Интересно, что в обоих этих средствах используется одно и то же преимущество сетевого администратора над хакером: знание сети. Администратор знает, как выглядит сеть и что в ней может произойти. Он может установить сигнализацию точно так же, как домовладелец устанавливает сигнализацию на окна, которые не собирается открывать, или датчики движения в комнате, в которую не предполагает заходить. Администратор использует приманки, зная, что ни один из зарегистрированных пользователей не получит доступа к этим системам. Он может использовать любые виды сигнализации, включая и выключая их несколько раз в день, меняя их, в общем, может делать все, что он хочет. Эти средства действуют наверняка, потому что хакер не имеет информации, где и когда они могут появиться. В отличие от брандмауэров или IDS, где хакер знает, какая защита установлена, сигнализации и приманки специально разработаны для сетей, подвергающихся нападению.
Назначение сканеров, определяющих слабые места защиты, – автоматически сканировать сеть (или компьютер) на предмет обнаружения известных недостатков.

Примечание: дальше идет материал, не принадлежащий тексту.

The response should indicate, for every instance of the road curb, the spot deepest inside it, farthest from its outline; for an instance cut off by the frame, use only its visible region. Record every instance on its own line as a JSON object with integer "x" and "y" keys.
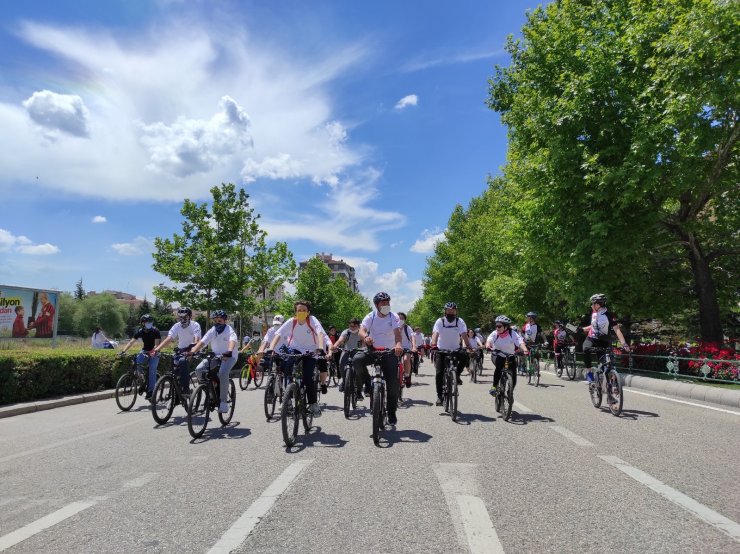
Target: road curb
{"x": 41, "y": 405}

Они делают свое дело и затем выдают точный отчет о том, какие уязвимые точки имеет сеть. Обладая этой информацией, вы можете решить – усилить защиту или пользоваться сетью, несмотря на обнаруженные недостатки.
На самом деле с этими устройствами не все так ясно, и все сканеры, имеющиеся на рынке, действуют не совсем так. Если бы они работали так, как можно было бы предположить, то они испортили бы компьютеры и причинили ущерб сети. Никто не использует такие средства, поэтому приходится идти на ухищрения.

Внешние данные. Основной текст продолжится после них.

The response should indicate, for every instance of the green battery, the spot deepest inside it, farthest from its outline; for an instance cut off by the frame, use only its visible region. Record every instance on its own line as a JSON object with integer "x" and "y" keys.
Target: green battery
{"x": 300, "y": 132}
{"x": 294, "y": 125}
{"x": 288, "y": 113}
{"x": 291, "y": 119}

Представьте чувствительный сканер, определяющий уязвимые места в вашем доме. Он проверит, чувствительны ли ваши окна к атаке камнем. Очевидный способ сделать это – бросить камень в окно и посмотреть на результат. Но это причинит вред дому, и поэтому сканер ищет обходные пути для получения нужной информации. Он определит, одинарные или двойные стекла в окне. Возможно, постучит по ним для того, чтобы удостовериться, действительно ли это стекло или более прочный пластик. Может быть, он попытается прочитать часть номера на стекле и сделает выводы о качестве литья. Вот такие вещи приходится делать сканирующему устройству.